The second book in Laura Libricz’s “Heaven’s Pond Trilogy”, The Soldier’s Return, pulls no punches when it comes to describing some of the more horrifying aspects of war in the early 1600s.  Granted, there were no air strikes or nukes, but plenty of damage was done to the countryside and the people living there nonetheless.

The whole Catholic vs Protestant issue was cooking on high heat and littlle bits of land would go back and forth from the control of one religion to the control of another.  And wo to the Catholic who found herself in a Protestant village, and vice versa.  It was as bad back then as it is these days between gangs in many areas.  And interactions could be just as deadly.

And Ralf, the Jesuit whom I grew to dislike intensely in the first book of the trilogy, The Master and the Maid, doubled down on his fanaticism when it came to ferreting out ‘witches’, which a rather disproportionate amount of the time were Protestant sympathizers.  If the suspect in question did not give an answer that Ralf wanted, he would apply various ‘methods of persuasion’ to ‘drive the devil out’ of said person.  I remember a vivid description of thumb screws…and he just got nasty from there.

Herr Tucher and Katarina (the titular master and maid of the first book) were still at Sichardtshof farm, trying to hold things together for the little group of people living and working there.  Not an easy job when army after army comes through.  In those times, the soldiers were not paid their promised wages very often, and scant if any rations were provided, so they took what they wanted from farmers and villagers – food, drink and women.  I am glad the author did not resort to the crass terminology that seems to be prevalent in some modern erotic romances, but the scenes are quite disturbing nonetheless.  That is not a criticixm, but an observation.

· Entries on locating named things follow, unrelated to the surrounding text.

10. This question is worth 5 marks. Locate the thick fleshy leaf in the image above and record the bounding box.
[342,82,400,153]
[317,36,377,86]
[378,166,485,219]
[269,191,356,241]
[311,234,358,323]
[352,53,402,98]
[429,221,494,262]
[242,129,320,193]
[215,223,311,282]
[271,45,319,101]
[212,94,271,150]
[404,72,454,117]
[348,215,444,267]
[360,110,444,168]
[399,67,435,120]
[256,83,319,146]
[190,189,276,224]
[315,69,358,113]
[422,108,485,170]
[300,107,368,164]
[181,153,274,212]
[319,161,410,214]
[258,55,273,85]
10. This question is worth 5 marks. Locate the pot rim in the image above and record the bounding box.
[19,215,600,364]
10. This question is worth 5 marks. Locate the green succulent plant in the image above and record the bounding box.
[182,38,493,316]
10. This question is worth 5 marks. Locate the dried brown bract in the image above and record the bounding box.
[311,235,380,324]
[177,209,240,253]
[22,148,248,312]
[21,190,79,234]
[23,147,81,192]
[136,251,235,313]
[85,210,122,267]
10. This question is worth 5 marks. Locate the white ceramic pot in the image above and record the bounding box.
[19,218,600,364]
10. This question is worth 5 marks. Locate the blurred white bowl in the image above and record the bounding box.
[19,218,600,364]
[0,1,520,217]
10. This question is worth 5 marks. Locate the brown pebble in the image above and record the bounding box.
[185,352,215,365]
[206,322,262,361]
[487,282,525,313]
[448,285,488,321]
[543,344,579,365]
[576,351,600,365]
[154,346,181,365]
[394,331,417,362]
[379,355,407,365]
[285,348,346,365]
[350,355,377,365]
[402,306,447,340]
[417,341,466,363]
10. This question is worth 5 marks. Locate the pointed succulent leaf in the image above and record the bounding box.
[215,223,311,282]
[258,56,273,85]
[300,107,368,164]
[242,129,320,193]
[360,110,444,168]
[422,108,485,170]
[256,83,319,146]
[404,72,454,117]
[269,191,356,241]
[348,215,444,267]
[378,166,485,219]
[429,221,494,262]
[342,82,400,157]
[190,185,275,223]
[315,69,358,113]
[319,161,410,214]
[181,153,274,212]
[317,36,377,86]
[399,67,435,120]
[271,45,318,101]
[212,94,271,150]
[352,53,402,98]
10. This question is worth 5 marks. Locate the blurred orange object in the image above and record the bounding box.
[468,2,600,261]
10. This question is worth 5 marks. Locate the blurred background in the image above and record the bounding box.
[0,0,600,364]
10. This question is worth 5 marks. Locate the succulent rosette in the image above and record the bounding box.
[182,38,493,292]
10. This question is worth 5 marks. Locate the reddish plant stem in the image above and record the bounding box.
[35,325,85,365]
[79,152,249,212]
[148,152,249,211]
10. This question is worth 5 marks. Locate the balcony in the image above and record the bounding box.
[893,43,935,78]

Pieter had gone back to Amsterdam shortly before his father passed away, ran into all kinds of trouble shortly after and after a stint in jail in the Spice Islands, returned but had to leave town fairly quickly again.  He wanted to go back to the farm (probably the closest thing to family he had left), and joined up with various military units on the way south to Sichardtshof.  He changed units as often as needed to suit his purposes.  Unfortunately, he did not resign or ask for re-assignment first…which tends to upset the commanders of said units.  Deserters faired no better, and probably much worse, than they do today.

Reading the book, which was difficult to stop, I felt like I was there – slogging through mud, feeling fear for the women and children on the farm when soldiers and ‘camp followers’ marauded through.

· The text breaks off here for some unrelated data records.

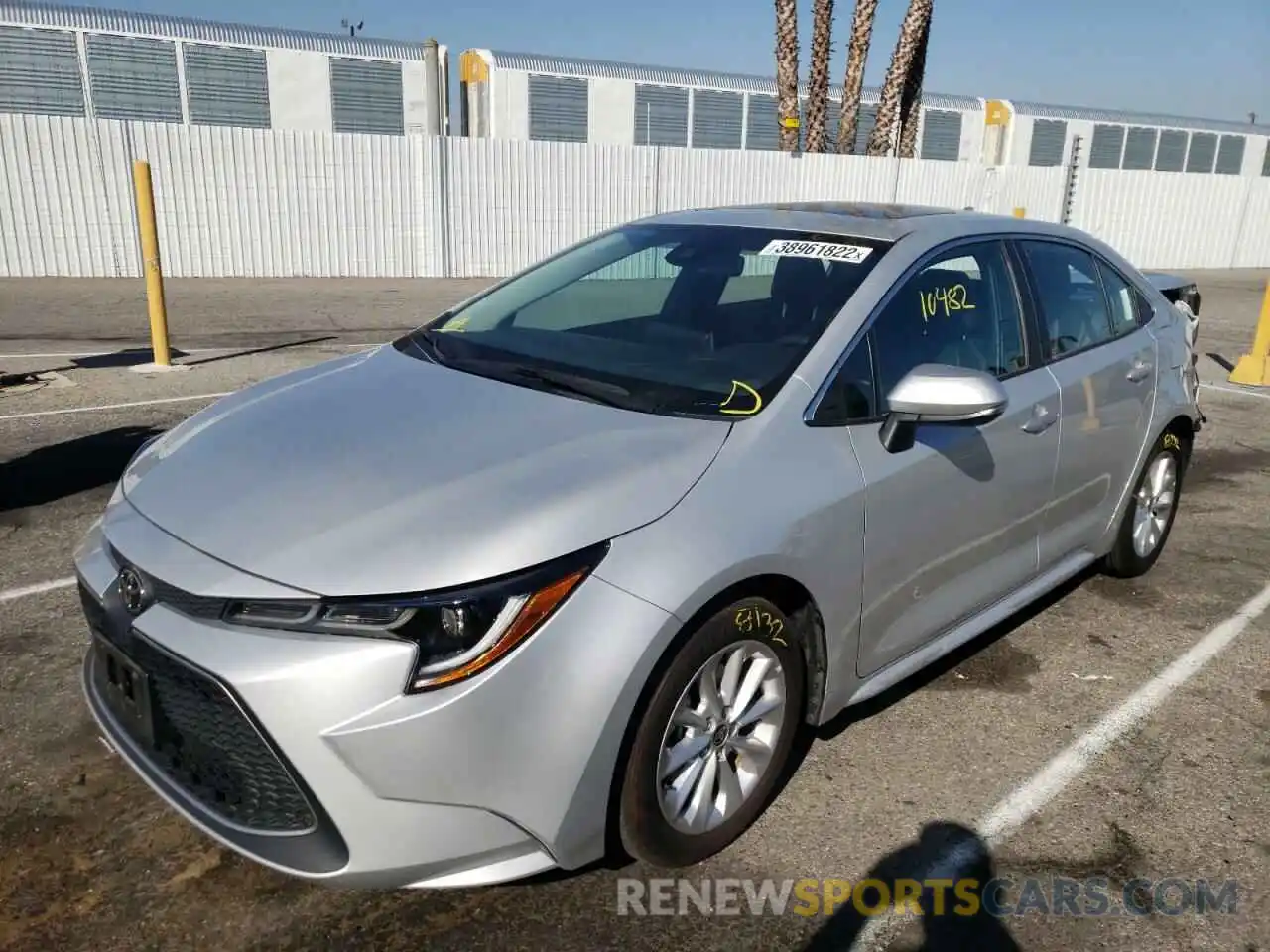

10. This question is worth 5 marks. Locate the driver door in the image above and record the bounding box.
[844,241,1060,675]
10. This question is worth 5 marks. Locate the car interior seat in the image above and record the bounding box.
[771,257,829,340]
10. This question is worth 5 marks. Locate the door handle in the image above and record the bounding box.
[1124,361,1151,384]
[1020,404,1058,435]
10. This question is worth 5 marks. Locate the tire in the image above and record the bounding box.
[1102,432,1188,579]
[618,598,807,869]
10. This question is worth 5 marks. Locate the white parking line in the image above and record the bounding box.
[1201,382,1270,400]
[0,577,75,603]
[0,344,378,361]
[0,346,219,361]
[853,585,1270,952]
[0,390,235,420]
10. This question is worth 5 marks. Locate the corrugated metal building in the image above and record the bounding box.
[459,50,984,160]
[459,50,1270,176]
[1004,101,1270,176]
[0,1,449,135]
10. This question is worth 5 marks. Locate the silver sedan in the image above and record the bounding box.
[76,204,1201,886]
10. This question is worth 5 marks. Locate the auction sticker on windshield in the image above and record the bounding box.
[758,239,872,264]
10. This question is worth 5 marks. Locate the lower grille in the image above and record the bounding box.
[81,590,318,833]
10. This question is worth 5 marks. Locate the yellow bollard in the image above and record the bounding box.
[1226,281,1270,387]
[132,159,172,367]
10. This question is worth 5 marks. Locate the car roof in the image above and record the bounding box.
[640,202,1089,242]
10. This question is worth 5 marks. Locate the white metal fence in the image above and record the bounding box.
[0,115,1270,277]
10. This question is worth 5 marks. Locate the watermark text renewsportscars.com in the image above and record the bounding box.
[617,876,1239,917]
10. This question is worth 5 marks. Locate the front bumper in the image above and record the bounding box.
[76,500,677,888]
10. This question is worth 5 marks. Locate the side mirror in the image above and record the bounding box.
[879,363,1008,453]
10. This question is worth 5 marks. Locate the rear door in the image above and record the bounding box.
[1017,239,1157,570]
[830,240,1058,675]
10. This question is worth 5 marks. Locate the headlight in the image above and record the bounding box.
[223,542,608,694]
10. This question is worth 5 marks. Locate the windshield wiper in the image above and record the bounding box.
[500,366,631,410]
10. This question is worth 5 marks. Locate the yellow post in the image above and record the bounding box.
[1226,281,1270,387]
[132,159,172,367]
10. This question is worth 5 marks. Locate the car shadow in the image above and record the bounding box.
[1207,350,1234,373]
[0,426,163,512]
[802,821,1022,952]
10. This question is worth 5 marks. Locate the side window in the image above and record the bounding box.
[1098,262,1139,337]
[817,334,879,426]
[1020,241,1114,358]
[872,241,1028,404]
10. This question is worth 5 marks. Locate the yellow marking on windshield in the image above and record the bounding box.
[918,285,978,321]
[718,380,763,416]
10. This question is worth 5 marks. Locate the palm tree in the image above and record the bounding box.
[776,0,798,153]
[899,4,934,159]
[807,0,833,153]
[867,0,934,155]
[838,0,877,153]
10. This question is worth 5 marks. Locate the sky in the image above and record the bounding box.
[68,0,1270,124]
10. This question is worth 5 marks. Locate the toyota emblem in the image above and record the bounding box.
[119,568,147,616]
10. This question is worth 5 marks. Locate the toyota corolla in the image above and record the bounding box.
[76,204,1201,888]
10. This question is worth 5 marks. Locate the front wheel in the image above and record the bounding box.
[618,598,806,867]
[1103,432,1187,579]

I do wonder about the title, a wee bit.  The story seemed to have as much or more to do with the goings on at Sichardtshof itself, than with Pieter’s return to the farm.  For me it’s one of those ‘it would be interesting to know someday’, but had no bearing on my enjoyment of the book.

The Soldier’s Return is not always an easy read.  Don’t get me wrong, the story is wonderful … but life for the people living in that area and at that time was not..  There was not a ‘HEA’ ending, but the core group of characters (Tucher, Katarina, Isobel, her father and Pieter) were still standing.  If you are a reader, The Soldier’s Return is a satisfying, filling read.

And now I’m really looking forward to the last installment of the trilogy, Ash and Rubble, to see how Isobel fulfills the White Witch’s predictions for her!